The study by Barry et al. (
2) suggests that current payment strategies may not adequately address the problem of selection for persons with behavioral disorders. The authors use health insurance claims data to assess health care expenditures and mental health status among a sample of individuals; they then sort people into hypothetical plans on the basis of mental illness and calculate how different approaches to plan payment (i.e., with and without risk adjustment and reinsurance) would compare to actual costs of enrollees' care. Their findings demonstrate the potential for plans enrolling a low share of people with mental illness to be overpaid and those enrolling a large share to be underpaid, and they show how risk-adjusted plan payment and reinsurance could attenuate that impact. The authors conclude that payment adjustments may mitigate many—but not all—incentives for plan selection and make a strong case that plans may still have incentives to deter enrollees with mental illness.
This conclusion has timely implications for the design of states' exchanges and for mental health service delivery under reform. As of April 2012, 14 states and the District of Columbia had established their exchanges and were in the process of determining requirements for participating plans, and 22 other states were either studying options or planning their exchanges (
8). States have flexibility in exchange design and can, for example, opt to include only a limited number of plans, require plan participation in exchanges as a condition of participation in other contracts, or establish plan requirements for quality or coverage beyond federal minimums. All of these decisions have implications for selection incentives in exchanges. Given the high prevalence and costs of mental disorders, the findings from Barry et al. suggest that the ability of these state decisions to address the problem of selection for behavioral conditions has implications for the sustainability of this new market.

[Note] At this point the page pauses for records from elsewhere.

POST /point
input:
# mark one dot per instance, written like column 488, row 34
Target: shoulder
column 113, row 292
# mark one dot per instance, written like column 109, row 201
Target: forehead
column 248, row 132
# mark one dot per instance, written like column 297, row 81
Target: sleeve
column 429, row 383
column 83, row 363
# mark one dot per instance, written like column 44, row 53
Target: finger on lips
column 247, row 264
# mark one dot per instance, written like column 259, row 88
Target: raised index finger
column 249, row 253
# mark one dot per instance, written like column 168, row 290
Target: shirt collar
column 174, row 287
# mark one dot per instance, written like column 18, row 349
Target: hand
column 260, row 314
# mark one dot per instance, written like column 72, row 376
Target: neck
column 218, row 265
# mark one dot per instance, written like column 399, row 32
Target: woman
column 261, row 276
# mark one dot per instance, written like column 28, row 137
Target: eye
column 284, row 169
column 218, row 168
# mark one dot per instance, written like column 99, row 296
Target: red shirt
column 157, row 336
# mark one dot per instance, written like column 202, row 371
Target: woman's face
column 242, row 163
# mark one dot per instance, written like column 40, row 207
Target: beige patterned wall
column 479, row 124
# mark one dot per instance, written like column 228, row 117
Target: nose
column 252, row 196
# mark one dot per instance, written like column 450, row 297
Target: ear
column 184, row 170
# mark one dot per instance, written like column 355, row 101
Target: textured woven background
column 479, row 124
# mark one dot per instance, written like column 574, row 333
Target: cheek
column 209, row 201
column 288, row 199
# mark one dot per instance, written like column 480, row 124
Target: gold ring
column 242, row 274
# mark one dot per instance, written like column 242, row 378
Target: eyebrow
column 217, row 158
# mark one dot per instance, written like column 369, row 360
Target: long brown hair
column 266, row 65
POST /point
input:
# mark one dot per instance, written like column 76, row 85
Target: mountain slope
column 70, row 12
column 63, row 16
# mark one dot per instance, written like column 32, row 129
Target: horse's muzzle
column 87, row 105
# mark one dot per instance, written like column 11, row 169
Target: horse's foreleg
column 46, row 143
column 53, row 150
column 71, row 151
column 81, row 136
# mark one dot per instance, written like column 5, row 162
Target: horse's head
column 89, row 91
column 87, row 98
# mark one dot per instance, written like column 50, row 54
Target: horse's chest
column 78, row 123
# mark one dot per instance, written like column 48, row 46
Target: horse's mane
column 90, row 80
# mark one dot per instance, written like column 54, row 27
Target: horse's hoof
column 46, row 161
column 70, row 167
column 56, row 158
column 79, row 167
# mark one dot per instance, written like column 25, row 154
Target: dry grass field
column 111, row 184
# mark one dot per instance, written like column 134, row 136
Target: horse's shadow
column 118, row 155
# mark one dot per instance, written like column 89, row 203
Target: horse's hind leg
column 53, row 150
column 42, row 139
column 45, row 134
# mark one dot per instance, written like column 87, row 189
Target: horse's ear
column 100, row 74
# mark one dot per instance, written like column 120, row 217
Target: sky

The concerns raised by Barry et al. also extend beyond selection among plans participating in the exchanges. Selection may occur among those who decide to take up coverage (versus paying a penalty for not carrying coverage) or among those who opt to purchase coverage through the exchanges (versus staying in coverage outside the exchanges). The issue is also relevant to the Medicaid expansion, which will capture a large share of individuals with mental illness who gain coverage. Since most states use managed care plans to deliver services to enrollees—usually with beneficiaries having a choice of plans—misaligned plan incentives can also impact plan participation in that program. Ensuring that reform does not create incentives for plans to compete for enrollees without mental illness is crucial; failure to do so would undermine years of effort to expand coverage and access to behavioral health benefits (
9).
The ACA has great potential to improve mental health service delivery in the United States. In addition to expanding coverage and payment for mental health care, the ACA may address quality, fragmentation, or even stigma as behavioral health is included in various reform efforts. However, policy makers and advocates will need to remain vigilant if this potential is to be realized, as many decision points remain about how to implement the ACA. Outstanding issues remain regarding workforce capacity, whether benefits will sufficiently meet the needs of people with mental illness, and as already discussed, plan incentives for treating persons with behavioral conditions. Finally, legal and political challenges to the health care law create uncertainty about the final shape of health reform.
Regardless of the final legal and regulatory decisions related to health reform, the initial debate and ultimate passage of the ACA have already catalyzed rapid changes in health care delivery in general and mental health delivery in particular. The article by Barry and colleagues serves as a reminder that the potential to improve mental health services will hinge on the broader success of health reform and that, conversely, health reform can be successful only if it adequately addresses challenges in coverage for behavioral health conditions.